Der Beweis zum Lemma von Bézout liefert uns somit die konstruktive Antwort darauf, wie wir die Zahlen \(s\) und \(t\) berechnen können: Wir stellen die Gleichungen nach den Resten um und setzen dann wie im Beweis sukzessive ein. Das Ergebnis ist \(s\) und \(t\). Man nennt diese Zahlen auch Bézout-Koeffizienten. Die Berechnung dieser Zahlen wird für den RSA-Algorithmus eine wichtige Rolle spielen. Wir wollen das Vorgehen noch einmal an einigen Beispielen verdeutlichen.
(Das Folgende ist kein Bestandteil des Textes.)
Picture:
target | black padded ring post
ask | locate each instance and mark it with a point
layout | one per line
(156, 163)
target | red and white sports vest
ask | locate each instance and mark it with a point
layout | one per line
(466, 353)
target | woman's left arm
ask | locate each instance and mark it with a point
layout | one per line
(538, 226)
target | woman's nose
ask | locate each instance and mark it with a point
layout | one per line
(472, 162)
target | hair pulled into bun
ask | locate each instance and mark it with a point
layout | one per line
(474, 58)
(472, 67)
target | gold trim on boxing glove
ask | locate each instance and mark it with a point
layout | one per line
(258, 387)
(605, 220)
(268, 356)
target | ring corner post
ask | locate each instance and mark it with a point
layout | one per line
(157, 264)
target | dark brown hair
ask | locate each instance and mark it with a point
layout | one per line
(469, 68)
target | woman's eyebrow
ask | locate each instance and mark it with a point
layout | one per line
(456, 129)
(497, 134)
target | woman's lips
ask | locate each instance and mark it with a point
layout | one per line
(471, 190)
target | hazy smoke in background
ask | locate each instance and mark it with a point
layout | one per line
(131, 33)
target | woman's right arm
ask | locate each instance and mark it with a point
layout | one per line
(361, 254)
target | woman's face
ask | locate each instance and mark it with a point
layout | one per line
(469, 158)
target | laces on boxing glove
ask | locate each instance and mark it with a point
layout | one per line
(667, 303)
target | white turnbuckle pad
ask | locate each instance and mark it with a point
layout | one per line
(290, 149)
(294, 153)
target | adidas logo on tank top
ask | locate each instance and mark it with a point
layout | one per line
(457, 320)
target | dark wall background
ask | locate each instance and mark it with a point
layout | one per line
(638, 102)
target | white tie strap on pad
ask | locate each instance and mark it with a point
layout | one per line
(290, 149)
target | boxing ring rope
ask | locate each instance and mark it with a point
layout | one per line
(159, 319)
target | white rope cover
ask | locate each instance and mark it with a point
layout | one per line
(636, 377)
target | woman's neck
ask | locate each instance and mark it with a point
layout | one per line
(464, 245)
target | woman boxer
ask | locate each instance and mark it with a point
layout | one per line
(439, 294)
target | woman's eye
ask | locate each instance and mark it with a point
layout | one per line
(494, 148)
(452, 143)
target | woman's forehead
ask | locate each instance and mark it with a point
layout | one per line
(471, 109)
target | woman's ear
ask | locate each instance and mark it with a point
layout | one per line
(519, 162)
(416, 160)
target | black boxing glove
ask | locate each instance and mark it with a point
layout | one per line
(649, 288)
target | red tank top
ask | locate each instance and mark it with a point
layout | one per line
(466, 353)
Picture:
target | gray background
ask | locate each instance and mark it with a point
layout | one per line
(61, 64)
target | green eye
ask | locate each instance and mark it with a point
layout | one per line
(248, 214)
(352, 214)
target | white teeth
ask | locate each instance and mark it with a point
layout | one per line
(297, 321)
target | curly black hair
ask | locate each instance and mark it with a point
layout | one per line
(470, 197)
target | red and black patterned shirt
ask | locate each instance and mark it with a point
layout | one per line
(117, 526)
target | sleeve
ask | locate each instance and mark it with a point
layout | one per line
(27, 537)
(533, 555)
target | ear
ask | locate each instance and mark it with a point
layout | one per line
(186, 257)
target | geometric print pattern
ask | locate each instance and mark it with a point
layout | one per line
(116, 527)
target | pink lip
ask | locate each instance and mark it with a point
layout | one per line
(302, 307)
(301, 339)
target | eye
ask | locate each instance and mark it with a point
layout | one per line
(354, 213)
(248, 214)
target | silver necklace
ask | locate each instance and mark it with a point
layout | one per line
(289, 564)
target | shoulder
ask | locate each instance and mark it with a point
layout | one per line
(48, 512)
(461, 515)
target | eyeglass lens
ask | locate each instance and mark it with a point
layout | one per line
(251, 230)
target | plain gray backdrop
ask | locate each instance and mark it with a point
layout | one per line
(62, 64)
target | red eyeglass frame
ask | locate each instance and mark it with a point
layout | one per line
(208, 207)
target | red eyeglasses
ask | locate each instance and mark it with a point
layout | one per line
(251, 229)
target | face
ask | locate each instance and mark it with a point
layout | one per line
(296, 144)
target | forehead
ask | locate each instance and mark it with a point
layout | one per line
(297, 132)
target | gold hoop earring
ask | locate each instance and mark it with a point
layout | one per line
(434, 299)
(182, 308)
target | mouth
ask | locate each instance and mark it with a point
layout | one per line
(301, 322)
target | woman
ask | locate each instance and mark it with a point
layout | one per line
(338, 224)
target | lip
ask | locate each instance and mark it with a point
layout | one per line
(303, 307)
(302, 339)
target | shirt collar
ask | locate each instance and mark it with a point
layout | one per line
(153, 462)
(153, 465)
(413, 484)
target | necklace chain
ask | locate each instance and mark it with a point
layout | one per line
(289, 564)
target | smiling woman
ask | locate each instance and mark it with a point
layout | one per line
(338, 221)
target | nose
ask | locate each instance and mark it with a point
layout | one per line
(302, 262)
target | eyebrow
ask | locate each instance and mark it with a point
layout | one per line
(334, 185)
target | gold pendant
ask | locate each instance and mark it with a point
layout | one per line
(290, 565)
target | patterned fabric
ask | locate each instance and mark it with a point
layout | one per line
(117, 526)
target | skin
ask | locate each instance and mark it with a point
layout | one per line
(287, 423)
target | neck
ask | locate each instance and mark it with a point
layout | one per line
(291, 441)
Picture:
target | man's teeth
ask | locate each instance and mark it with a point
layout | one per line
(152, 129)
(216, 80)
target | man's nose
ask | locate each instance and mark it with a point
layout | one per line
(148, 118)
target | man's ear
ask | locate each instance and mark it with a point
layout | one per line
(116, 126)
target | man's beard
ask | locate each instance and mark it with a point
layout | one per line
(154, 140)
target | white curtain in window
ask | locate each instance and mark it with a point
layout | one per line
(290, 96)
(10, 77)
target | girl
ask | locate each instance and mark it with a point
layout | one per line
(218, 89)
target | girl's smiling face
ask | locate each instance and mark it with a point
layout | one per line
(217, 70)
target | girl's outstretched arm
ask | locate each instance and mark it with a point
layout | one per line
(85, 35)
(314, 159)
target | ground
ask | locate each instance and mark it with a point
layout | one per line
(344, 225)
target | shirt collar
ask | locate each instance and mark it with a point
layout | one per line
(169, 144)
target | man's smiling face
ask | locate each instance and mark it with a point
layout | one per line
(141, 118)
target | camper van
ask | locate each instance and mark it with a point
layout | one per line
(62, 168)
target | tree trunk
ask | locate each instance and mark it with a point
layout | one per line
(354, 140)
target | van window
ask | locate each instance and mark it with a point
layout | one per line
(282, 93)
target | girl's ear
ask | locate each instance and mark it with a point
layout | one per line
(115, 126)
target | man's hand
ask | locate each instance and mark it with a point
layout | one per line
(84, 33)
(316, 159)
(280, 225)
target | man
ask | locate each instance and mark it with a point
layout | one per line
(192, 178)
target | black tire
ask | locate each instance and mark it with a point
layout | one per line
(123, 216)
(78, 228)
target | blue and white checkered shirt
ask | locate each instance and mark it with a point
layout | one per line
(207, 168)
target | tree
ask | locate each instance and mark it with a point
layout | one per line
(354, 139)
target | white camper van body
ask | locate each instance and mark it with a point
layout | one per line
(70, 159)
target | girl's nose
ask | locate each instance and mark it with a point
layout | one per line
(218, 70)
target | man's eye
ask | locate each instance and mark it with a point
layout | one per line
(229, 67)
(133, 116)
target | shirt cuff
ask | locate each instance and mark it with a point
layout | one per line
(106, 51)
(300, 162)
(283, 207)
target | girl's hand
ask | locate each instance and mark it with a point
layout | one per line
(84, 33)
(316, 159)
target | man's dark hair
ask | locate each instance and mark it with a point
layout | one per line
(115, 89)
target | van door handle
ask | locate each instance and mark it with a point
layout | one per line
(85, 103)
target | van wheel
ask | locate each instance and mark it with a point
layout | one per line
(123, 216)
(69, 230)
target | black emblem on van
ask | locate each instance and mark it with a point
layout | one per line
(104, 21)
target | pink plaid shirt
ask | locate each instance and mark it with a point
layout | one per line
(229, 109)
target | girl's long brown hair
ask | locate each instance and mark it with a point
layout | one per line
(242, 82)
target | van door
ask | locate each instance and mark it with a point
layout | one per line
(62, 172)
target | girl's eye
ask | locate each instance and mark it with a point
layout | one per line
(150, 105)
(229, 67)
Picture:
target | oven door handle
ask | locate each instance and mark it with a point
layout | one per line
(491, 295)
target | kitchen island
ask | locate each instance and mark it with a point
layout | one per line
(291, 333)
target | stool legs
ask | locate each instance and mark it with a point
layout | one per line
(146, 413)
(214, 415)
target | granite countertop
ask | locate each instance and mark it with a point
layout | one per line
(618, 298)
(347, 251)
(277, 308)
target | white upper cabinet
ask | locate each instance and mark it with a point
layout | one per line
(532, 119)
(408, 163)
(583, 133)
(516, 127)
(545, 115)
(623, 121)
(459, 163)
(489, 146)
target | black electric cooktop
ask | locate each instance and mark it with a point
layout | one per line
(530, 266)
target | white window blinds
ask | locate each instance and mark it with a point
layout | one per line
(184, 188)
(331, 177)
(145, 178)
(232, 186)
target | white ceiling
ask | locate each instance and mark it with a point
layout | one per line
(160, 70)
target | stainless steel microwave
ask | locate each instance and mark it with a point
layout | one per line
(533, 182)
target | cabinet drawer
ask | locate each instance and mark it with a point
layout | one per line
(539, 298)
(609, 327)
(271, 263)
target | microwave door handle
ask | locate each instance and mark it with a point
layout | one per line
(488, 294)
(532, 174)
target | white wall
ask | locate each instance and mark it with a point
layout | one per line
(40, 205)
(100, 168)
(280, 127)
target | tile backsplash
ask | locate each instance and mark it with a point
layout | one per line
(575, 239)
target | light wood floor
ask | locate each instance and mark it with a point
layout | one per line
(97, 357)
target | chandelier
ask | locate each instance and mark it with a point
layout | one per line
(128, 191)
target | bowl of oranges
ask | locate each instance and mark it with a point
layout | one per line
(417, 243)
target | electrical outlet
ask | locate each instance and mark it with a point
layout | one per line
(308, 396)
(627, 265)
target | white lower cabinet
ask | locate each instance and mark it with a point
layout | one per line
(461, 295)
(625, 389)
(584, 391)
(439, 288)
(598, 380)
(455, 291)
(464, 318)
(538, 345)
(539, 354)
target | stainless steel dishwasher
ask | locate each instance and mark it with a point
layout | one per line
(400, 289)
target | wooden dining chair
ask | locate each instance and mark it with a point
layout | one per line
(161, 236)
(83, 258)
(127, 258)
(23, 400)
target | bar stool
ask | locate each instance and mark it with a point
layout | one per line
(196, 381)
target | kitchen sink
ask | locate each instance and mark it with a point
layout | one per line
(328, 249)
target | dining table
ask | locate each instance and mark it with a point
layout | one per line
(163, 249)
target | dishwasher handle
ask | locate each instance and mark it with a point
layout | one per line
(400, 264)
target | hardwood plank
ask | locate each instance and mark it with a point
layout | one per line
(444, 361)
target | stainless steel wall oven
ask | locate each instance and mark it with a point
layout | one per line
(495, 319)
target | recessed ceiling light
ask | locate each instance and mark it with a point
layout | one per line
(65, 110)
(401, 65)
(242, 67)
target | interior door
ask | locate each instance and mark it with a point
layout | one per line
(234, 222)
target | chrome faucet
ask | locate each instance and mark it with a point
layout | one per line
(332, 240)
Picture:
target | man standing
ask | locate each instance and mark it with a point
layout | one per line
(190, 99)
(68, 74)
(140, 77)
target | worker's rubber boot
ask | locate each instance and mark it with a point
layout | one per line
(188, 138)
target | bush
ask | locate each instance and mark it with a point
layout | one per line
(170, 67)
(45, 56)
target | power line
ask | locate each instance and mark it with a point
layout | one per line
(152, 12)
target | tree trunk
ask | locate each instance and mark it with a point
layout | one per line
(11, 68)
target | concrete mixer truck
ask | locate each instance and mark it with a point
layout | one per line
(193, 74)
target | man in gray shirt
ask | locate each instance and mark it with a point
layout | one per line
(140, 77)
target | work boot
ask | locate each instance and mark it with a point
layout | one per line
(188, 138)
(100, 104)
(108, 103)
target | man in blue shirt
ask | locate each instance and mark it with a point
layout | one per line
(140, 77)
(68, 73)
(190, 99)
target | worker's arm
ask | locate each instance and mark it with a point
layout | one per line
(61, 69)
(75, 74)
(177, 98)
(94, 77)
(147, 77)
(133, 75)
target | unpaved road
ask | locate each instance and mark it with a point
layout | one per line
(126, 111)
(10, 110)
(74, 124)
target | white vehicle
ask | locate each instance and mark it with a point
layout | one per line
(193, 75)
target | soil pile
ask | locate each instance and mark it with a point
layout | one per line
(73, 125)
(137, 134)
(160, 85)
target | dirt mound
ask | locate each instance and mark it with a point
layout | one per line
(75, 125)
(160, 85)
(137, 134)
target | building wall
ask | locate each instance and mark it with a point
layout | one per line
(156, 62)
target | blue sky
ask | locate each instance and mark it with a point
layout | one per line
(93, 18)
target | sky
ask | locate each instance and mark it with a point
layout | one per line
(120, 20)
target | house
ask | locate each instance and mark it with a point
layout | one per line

Beispiel: Lemma von Bézout

  1. Seien wie im Beispiel zum Euklidischen Algorithmus \(a := 1071\) und \(b := 1029\). Wir haben oben gesehen, dass \(ggT(1071, 1029) = 21\) ist. Nun wollen wir Zahlen \(s\) und \(t\) berechnen, sodass \(21 = s \cdot 1071 + t \cdot 1029\) ist. Wir gehen hierzu wie im vorangegangenen Beweis vor. Folgende Gleichungen haben wir oben bei der Durchführung des Euklidischen Algorithmus gebildet: \[1071 = 1 \cdot 1029 + 42\] \[1029 = 24 \cdot 42 + 21\] \[42 = 2 \cdot 21 + 0\] Wir stellen diese Gleichungen nach den Resten um (die letzte Gleichung müssen wir dabei natürlich nicht betrachten, denn dort ist der Rest 0 und die Umstellung würde lediglich \(0 = 0\) liefern) und erhalten: \[42 = 1071 - 1029\] \[21 = 1029 - 24 \cdot 42\] Wir setzen die erste Gleichung in die zweite ein und erhalten: \[21 = 1029 - 24 \cdot (1071 - 1029)\] \[= 1029 - 24 \cdot 1071 + 24 \cdot 1029\] \[= 25 \cdot 1029 + (-24) \cdot 1071\] Die gesuchten Zahlen sind somit \(s := -24\) und \(t := 25\).